Si ces deux-là s'allient, je n'ai aucune chance. Je ne suis pas obligée de le mettre pour sortir, après tout. Je peux le porter uniquement les jours où je reste à la maison. Heureuse de ce compromis, je hoche la tête et nous prenons la direction de la caisse. Nous quittons ensuite le magasin dans une bonne humeur collective tandis que Meiling arbore fièrement le sac d'habits.
— Nous voilà enfin prêtes à profiter du printemps, s'enthousiasme-t-elle.
— Plus qu'à attendre que le soleil daigne poindre le bout de son nez, j'enchéris.
— Quel besoin de soleil quand ton légendaire optimisme vient éclairer nos journées, ironise-t-elle.
Je ne prends pas la peine de lui fournir une réponse plus mature qu'un tirage de langue, ce qui la fait rire de plus belle.

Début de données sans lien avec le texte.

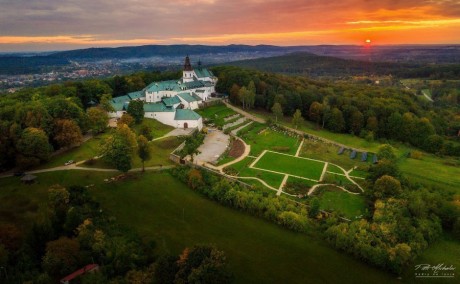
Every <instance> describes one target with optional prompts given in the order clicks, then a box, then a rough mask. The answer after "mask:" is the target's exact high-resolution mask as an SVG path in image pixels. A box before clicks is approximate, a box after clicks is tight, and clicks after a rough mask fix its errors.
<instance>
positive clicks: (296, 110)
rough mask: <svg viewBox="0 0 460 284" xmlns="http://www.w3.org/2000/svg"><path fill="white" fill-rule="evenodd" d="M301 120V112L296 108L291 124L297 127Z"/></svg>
mask: <svg viewBox="0 0 460 284" xmlns="http://www.w3.org/2000/svg"><path fill="white" fill-rule="evenodd" d="M302 122H303V117H302V113H301V112H300V109H296V111H295V113H294V116H293V117H292V124H293V125H294V127H295V129H297V128H298V127H299V125H300V124H302Z"/></svg>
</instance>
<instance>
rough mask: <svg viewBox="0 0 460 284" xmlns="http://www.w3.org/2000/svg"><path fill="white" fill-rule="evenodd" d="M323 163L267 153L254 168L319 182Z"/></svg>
mask: <svg viewBox="0 0 460 284" xmlns="http://www.w3.org/2000/svg"><path fill="white" fill-rule="evenodd" d="M324 165H325V163H324V162H320V161H314V160H309V159H305V158H298V157H295V156H290V155H284V154H280V153H276V152H270V151H267V152H265V154H263V156H262V157H261V158H260V160H259V161H257V163H256V164H255V165H254V168H257V169H264V170H270V171H276V172H281V173H284V174H290V175H295V176H299V177H304V178H308V179H313V180H319V179H320V177H321V173H322V172H323V168H324Z"/></svg>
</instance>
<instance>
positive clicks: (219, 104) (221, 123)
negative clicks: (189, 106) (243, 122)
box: [196, 104, 236, 127]
mask: <svg viewBox="0 0 460 284" xmlns="http://www.w3.org/2000/svg"><path fill="white" fill-rule="evenodd" d="M196 112H197V113H198V114H199V115H201V116H202V117H203V118H205V119H207V120H210V121H211V123H214V124H215V125H217V126H220V127H222V126H224V125H225V124H226V122H225V120H224V118H226V117H228V116H231V115H234V114H236V112H235V111H234V110H232V109H230V108H228V107H227V106H225V105H224V104H219V105H215V106H210V107H207V108H203V109H199V110H196Z"/></svg>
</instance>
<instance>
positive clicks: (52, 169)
mask: <svg viewBox="0 0 460 284" xmlns="http://www.w3.org/2000/svg"><path fill="white" fill-rule="evenodd" d="M83 162H84V161H83ZM171 168H174V166H161V167H160V166H157V167H145V170H146V171H156V170H166V169H171ZM72 170H77V171H92V172H119V171H118V170H116V169H103V168H86V167H78V166H77V165H76V164H72V165H68V166H59V167H54V168H49V169H42V170H35V171H28V172H27V173H28V174H39V173H47V172H57V171H72ZM141 171H142V168H134V169H131V170H129V172H141ZM11 176H13V174H3V175H0V178H6V177H11Z"/></svg>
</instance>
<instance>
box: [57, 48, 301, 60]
mask: <svg viewBox="0 0 460 284" xmlns="http://www.w3.org/2000/svg"><path fill="white" fill-rule="evenodd" d="M296 50H299V48H297V47H290V48H287V47H280V46H272V45H257V46H250V45H234V44H232V45H227V46H209V45H186V44H182V45H144V46H125V47H117V48H88V49H77V50H70V51H61V52H57V53H55V54H53V56H54V57H58V58H67V59H107V58H116V59H127V58H145V57H152V56H184V55H186V54H189V55H198V54H210V53H231V52H289V51H296Z"/></svg>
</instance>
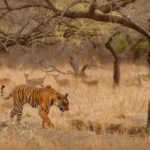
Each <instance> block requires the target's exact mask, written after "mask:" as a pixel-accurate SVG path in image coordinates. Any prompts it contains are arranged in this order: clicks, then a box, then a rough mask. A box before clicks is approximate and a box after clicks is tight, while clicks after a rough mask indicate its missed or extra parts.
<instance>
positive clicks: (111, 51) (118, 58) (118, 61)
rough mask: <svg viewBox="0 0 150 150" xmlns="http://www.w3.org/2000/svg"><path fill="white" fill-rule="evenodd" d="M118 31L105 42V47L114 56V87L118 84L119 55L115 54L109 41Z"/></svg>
mask: <svg viewBox="0 0 150 150" xmlns="http://www.w3.org/2000/svg"><path fill="white" fill-rule="evenodd" d="M119 33H120V32H116V33H114V34H113V35H112V36H111V37H110V38H109V40H108V41H107V43H105V47H106V48H107V49H108V50H109V51H110V52H111V53H112V56H113V57H114V63H113V65H114V66H113V81H114V87H115V86H118V85H119V84H120V57H119V56H118V55H117V53H116V51H115V50H114V49H113V47H112V46H111V42H112V40H113V38H114V36H115V35H117V34H119Z"/></svg>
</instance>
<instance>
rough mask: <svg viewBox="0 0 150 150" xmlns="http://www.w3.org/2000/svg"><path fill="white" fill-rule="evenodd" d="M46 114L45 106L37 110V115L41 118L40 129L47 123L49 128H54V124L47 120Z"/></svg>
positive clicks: (46, 110) (47, 119)
mask: <svg viewBox="0 0 150 150" xmlns="http://www.w3.org/2000/svg"><path fill="white" fill-rule="evenodd" d="M48 112H49V111H47V110H46V107H45V106H41V107H40V109H39V115H40V117H41V118H42V127H43V126H44V125H45V123H47V125H48V127H49V128H54V124H53V123H52V122H51V120H50V119H49V118H48Z"/></svg>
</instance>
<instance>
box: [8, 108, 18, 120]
mask: <svg viewBox="0 0 150 150" xmlns="http://www.w3.org/2000/svg"><path fill="white" fill-rule="evenodd" d="M16 115H17V109H15V108H13V110H12V111H11V112H10V119H11V121H13V118H14V117H15V116H16Z"/></svg>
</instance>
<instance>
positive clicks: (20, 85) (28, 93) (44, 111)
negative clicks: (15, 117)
mask: <svg viewBox="0 0 150 150" xmlns="http://www.w3.org/2000/svg"><path fill="white" fill-rule="evenodd" d="M4 89H5V85H2V86H1V96H2V97H3V98H4V99H5V100H8V99H10V98H11V97H12V98H13V109H12V111H11V112H10V119H11V120H13V118H14V117H15V116H17V119H16V120H17V122H18V123H20V122H21V117H22V111H23V105H24V104H26V103H28V104H29V105H31V106H32V107H33V108H39V116H40V117H41V119H42V128H45V123H46V124H47V126H48V127H49V128H54V124H53V123H52V122H51V120H50V118H49V117H48V113H49V110H50V107H51V106H52V105H55V106H56V107H58V108H59V110H60V111H61V112H64V111H69V101H68V93H66V94H65V95H63V94H61V93H59V92H57V91H56V90H54V89H53V88H52V87H51V86H50V85H48V86H46V87H44V88H39V87H35V86H31V85H28V84H22V85H17V86H16V87H14V88H13V89H12V90H11V92H10V94H9V95H8V96H7V97H4Z"/></svg>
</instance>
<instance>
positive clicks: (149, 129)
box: [147, 100, 150, 132]
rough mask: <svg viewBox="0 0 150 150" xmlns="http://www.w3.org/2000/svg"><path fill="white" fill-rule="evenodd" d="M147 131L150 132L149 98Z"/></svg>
mask: <svg viewBox="0 0 150 150" xmlns="http://www.w3.org/2000/svg"><path fill="white" fill-rule="evenodd" d="M147 131H148V132H150V100H149V105H148V113H147Z"/></svg>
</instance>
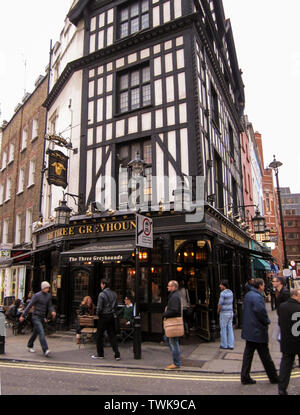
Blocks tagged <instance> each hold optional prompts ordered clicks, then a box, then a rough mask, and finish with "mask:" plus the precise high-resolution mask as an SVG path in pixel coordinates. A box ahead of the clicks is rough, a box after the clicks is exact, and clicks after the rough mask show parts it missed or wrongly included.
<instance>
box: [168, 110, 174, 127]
mask: <svg viewBox="0 0 300 415" xmlns="http://www.w3.org/2000/svg"><path fill="white" fill-rule="evenodd" d="M167 123H168V125H174V124H175V107H168V108H167Z"/></svg>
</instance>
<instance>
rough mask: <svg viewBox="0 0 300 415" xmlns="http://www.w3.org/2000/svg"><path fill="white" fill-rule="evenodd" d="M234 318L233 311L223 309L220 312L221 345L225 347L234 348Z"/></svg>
mask: <svg viewBox="0 0 300 415" xmlns="http://www.w3.org/2000/svg"><path fill="white" fill-rule="evenodd" d="M232 319H233V312H232V311H223V312H221V313H220V328H221V347H223V348H224V349H228V348H232V349H233V348H234V334H233V328H232Z"/></svg>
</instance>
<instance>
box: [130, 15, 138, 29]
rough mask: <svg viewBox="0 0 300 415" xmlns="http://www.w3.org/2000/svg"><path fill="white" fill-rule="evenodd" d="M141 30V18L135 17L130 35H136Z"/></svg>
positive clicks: (132, 20)
mask: <svg viewBox="0 0 300 415" xmlns="http://www.w3.org/2000/svg"><path fill="white" fill-rule="evenodd" d="M138 30H139V18H138V17H135V18H134V19H132V20H131V30H130V33H135V32H137V31H138Z"/></svg>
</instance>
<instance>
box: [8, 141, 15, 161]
mask: <svg viewBox="0 0 300 415" xmlns="http://www.w3.org/2000/svg"><path fill="white" fill-rule="evenodd" d="M14 154H15V145H14V144H13V143H10V145H9V156H8V163H11V162H12V161H13V160H14Z"/></svg>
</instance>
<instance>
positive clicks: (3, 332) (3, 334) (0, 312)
mask: <svg viewBox="0 0 300 415" xmlns="http://www.w3.org/2000/svg"><path fill="white" fill-rule="evenodd" d="M5 335H6V332H5V315H4V308H3V307H0V354H5Z"/></svg>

Nous approchons des portes automatiques du centre commercial lorsque je le sens. Je crois d'abord que c'est moi qui chancelle dans un moment de faiblesse, mais je comprends rapidement que tout vacille avec moi. Tout se passe en l'espace de battements de paupières. Un battement. C'est l'incompréhension. Deux battements. Un sursaut de panique. Trois battements. Tout oscille, tout clignote. Et lorsque le frémissement devient secousses, un mot tremble sur toutes les lèvres, me faisant tressauter ironiquement. Nous sommes frappés par un séisme.